While these gains may seem theoretical, recall this anecdote from Visceral’s cancelled Star Wars game, Project Ragtag. Early in-game footage had a moment where the main character touched a door on his way out. That single door touch apparently took months to accomplish, while other important work fell behind. One of the features described in the UE5 demo are improvements to contextual animation, and is demonstrated with a similar doorway touch (the 5:16 mark). It overstates the case to say that better contextual animation tools would have saved Project Ragtag, and yet time saved in one area can help a team focus their attention on problems that can become existential threats to a project.

We’re allowed to like things

Time savings are hard to display in a tech demo. A demo can display how certain technologies can be used and does its job if it upsets its audience’s assumptions about what can and can’t be done. In so far as it is used for branding for a non-specialist audience, the demo should get people excited about the potential for what creators can do with the new technology.

There is always room for managing expectations, but the dour response to Epic’s unveiling is the game engine equivalent of telling a wrestling fan “it’s all fake you know.” The cautions against inflated expectations are best when they have a counterweight of discussing what actually is exciting about the technology. Because of the lack of technical commentary, the reactions come off as a bunch of moping and cheap shots at what is a genuinely impressive demo. Very little of the discussion rises above some variation of the old saw that ‘gamers care much more about gameplay than graphics.’ If this were strictly true then companies would not be grinding their developers into powder to achieve a certain level of graphical fidelity, but this is beside the point. Unless the game is called Fortnite, gameplay is not Epic’s job here. Epic’s job is to tell developers “look at this amazing new tool we want to sell you” and to tell the broader audience “look at what’s going to be possible with this cool new tech.”

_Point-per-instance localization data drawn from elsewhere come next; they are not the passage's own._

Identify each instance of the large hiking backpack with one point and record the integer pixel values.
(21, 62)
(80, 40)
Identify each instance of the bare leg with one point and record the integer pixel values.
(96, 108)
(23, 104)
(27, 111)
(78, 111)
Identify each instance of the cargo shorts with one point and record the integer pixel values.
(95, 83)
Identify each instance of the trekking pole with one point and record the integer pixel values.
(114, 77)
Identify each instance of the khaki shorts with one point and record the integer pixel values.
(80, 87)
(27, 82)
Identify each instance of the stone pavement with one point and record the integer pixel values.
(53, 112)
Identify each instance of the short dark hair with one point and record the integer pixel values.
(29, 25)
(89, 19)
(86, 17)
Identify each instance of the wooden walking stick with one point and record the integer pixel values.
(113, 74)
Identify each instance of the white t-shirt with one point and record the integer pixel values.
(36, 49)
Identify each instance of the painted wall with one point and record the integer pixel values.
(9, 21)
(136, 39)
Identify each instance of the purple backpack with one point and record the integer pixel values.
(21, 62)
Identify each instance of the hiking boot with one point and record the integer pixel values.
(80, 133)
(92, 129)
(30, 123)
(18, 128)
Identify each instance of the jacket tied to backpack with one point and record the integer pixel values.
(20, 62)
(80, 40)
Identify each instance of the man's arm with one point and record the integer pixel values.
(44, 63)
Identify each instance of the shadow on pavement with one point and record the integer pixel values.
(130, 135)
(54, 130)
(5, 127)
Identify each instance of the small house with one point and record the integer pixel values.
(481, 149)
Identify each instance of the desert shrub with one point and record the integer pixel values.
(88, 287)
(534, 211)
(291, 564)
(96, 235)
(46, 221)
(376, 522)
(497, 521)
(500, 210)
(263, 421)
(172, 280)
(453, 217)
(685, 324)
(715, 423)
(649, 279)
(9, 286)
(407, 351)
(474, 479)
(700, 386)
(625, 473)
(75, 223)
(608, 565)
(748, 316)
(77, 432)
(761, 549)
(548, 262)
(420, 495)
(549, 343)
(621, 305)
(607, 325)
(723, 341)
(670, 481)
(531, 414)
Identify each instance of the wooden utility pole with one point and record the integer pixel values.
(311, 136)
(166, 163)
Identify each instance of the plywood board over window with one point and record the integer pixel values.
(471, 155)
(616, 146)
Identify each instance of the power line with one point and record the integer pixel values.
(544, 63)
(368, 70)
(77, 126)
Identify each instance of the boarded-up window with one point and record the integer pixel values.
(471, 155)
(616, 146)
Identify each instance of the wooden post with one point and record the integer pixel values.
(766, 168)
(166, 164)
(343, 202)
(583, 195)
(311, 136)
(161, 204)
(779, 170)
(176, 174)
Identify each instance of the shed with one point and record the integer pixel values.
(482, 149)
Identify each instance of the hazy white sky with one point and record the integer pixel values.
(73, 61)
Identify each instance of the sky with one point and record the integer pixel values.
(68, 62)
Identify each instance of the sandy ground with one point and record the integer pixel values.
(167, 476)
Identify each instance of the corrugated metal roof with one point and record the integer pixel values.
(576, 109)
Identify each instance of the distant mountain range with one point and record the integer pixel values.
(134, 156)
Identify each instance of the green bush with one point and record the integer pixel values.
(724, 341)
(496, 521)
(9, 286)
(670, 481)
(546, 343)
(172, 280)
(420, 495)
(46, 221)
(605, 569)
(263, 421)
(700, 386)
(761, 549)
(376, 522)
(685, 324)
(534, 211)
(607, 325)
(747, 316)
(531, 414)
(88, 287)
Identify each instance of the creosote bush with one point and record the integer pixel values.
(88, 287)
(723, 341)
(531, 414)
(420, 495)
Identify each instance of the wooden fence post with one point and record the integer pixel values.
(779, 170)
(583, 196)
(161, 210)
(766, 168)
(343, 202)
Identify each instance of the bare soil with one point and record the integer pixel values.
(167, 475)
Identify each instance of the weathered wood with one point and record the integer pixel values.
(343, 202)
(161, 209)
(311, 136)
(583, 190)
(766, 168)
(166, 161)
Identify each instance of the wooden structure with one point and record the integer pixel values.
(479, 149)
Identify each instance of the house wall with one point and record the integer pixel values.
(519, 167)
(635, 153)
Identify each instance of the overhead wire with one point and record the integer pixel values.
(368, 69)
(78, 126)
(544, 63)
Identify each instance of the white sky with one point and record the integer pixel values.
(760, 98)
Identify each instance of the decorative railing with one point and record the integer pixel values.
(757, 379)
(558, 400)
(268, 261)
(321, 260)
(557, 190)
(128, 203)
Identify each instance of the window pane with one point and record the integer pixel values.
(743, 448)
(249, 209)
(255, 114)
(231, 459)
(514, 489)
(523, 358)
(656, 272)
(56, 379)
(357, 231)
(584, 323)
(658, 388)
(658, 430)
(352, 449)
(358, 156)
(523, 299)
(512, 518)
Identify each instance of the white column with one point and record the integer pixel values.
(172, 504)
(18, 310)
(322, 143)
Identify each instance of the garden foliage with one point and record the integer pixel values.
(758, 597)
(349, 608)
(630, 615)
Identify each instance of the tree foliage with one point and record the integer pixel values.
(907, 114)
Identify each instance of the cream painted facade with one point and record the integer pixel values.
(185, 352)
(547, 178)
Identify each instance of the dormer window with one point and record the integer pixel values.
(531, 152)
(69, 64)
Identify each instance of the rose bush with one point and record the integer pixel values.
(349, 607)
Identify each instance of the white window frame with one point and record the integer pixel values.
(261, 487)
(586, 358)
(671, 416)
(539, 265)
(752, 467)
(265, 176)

I get that there is a takes industry and that the biggest rewards to go the fastest response, no matter how asinine, but we should be expecting more from these discussions. The demo itself has people who worked on the technology discussing what the advantages are and so we have been given every opportunity to understand what is exciting about these tools. The reward for doing something interesting should not be a collective eye roll because everyone was too busy to think about what they just saw or ask an expert. I’m excited about UE5 because the demo did a good job of displaying improvements that I think will let the people who have already shown they can make things I like spend more time making things I like and less on wrangling the tools to realize their ideas. If the benefits fail to materialize there will be plenty of time to talk about why the games failed to live up to the demo’s promise.